Die Therapie des Grundleidens kann sich z.B. auf metabolische, immunologische und vaskuläre
Aspekte konzentrieren, aber ggf. auch darin bestehen, bei Analgetika-Nephropathie den Schmerzmittelmissbrauch zu unterbinden. Der fortschreitende Verlust des Nierenparenchyms kann zwar nicht
verhindert, die Progredienz aber verlangsamt werden. Dem dienen die Therapie der arteriellen
Hypertonie und eine konsequent proteinarme Diät (0.8 g Eiweiß/kg Körpergewicht pro Tag).

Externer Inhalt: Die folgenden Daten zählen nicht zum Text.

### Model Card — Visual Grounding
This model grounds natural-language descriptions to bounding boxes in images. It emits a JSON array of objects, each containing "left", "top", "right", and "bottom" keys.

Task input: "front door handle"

Schwerpunkte bei der Behandlung von Komplikationen und Symptomen sind üblicherweise die
Regulierung des Wasser- und Elektrolythaushalts und die medikamentöse Therapie der Osteopathie,
etwa durch Kalziumcarbonat, das neben der intestinalen Phosphatbindung die Kalziumbilanz bei
Urämie verbessert sowie die Gabe von rekombinantem Erythropoietin s.c. bei Anämie.
In weiter fortgeschrittenen Stadien treten Nierenersatzverfahren in den Vordergrund (Hämodialyse,
Peritonealdialyse, Nierentransplantation).